03/20/2026 | Press release | Distributed by Public on 03/20/2026 15:23
PROVIDENCE, R.I. [Brown University] - Medical students from Brown University's Class of 2026 who will earn their M.D.s in May gathered with their families and friends at the annual Match Day celebration on Friday, March 20, to discover where they will complete the next stage of their careers.
With about 800 people scheduled to attend, the Warren Alpert Medical School celebration was held for the first time at Brown's Olney-Margolies Athletic Center. The crowd clinked champagne glasses in a toast shortly before noon, when 146 fourth-year medical students opened their red envelopes and learned where their residency training will begin.
Before the big moment, Dean of Medicine and Biological Sciences Dr. Mukesh K. Jain recognized the students' hard work and saluted the families, friends and faculty who supported them through their studies. He also acknowledged the adversity students faced following the tragic Dec. 13, 2025, shooting on campus, and how it shook many community members.

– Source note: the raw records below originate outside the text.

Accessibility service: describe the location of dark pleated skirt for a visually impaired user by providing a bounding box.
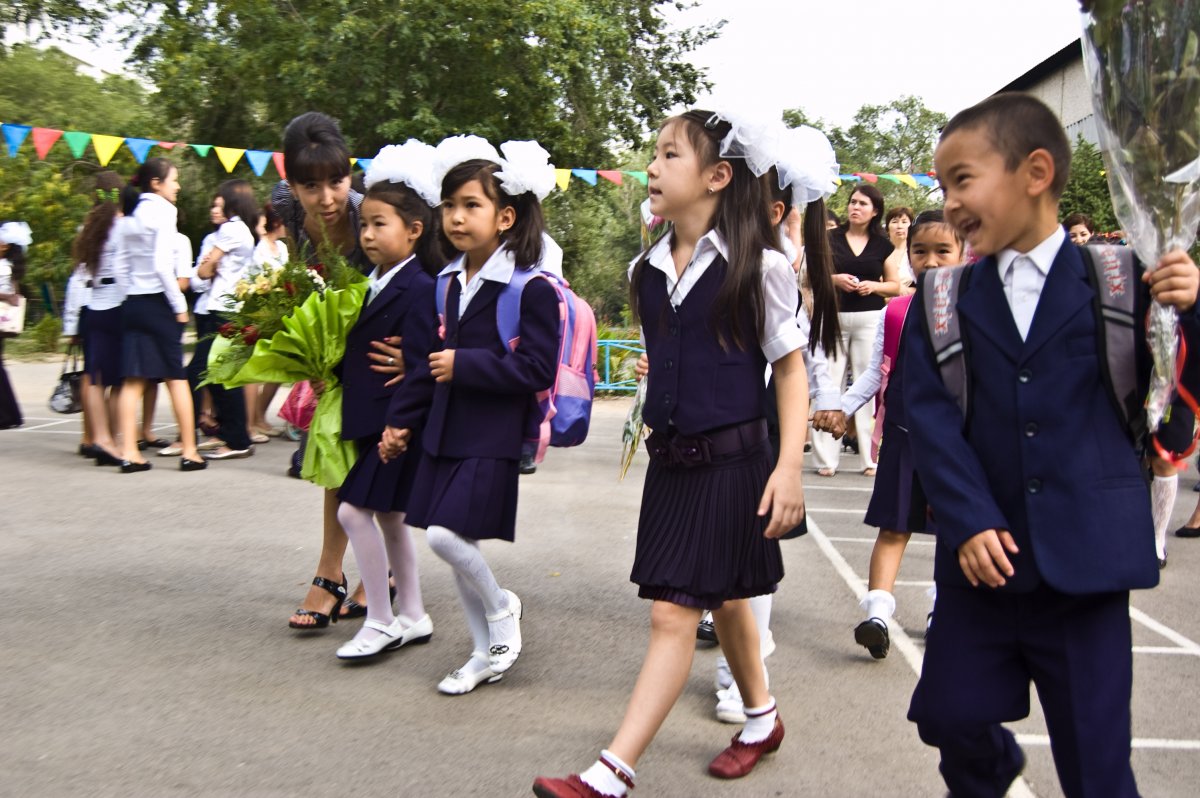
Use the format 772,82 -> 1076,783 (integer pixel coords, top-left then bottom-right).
629,440 -> 784,610
337,436 -> 427,513
863,420 -> 929,532
406,451 -> 521,542
79,307 -> 124,388
121,294 -> 187,379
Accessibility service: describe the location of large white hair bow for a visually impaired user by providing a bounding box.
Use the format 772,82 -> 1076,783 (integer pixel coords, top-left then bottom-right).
0,222 -> 34,247
496,142 -> 554,202
362,138 -> 442,206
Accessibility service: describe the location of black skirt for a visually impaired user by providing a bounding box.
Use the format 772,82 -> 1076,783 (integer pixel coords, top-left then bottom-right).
337,434 -> 421,512
79,307 -> 121,388
863,420 -> 929,532
404,451 -> 521,542
629,429 -> 784,610
121,293 -> 187,379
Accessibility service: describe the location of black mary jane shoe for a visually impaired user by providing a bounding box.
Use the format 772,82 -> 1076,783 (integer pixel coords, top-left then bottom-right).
288,574 -> 346,631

"In the midst of grief, uncertainty and loss, you showed up," Jain said. "You showed up for your patients, you showed up for each other, and you carried yourself with compassion, steadiness and courage. Resilience matters - it says something important about who you are, and it has shaped you into the kind of doctors the world needs."
Twenty-two students in this year's class matched to residency programs in Rhode Island, and 56 will train in the primary care specialties of family medicine, pediatrics or internal medicine.
Many paths to a medical degree
Those who pursued unorthodox paths into medicine had much to celebrate. Brown medical student Urvi Tiwari was born in India and moved to New Jersey with her family in the late 1990s. At Rutgers University she studied accounting and finance and earned a master's degree in business of fashion. Tiwari worked for Gucci for several years, until she was furloughed during the COVID-19 pandemic. Then she volunteered at a local hospital, speaking with patients' families who were waiting in cars and parking lots for updates on loved ones inside.
"I found myself enjoying that so much more than my job [at Gucci], even though it was emotionally draining," Tiwari said. "That made me realize that I enjoyed doing something more people-centered, so I focused on a job in clinical medicine."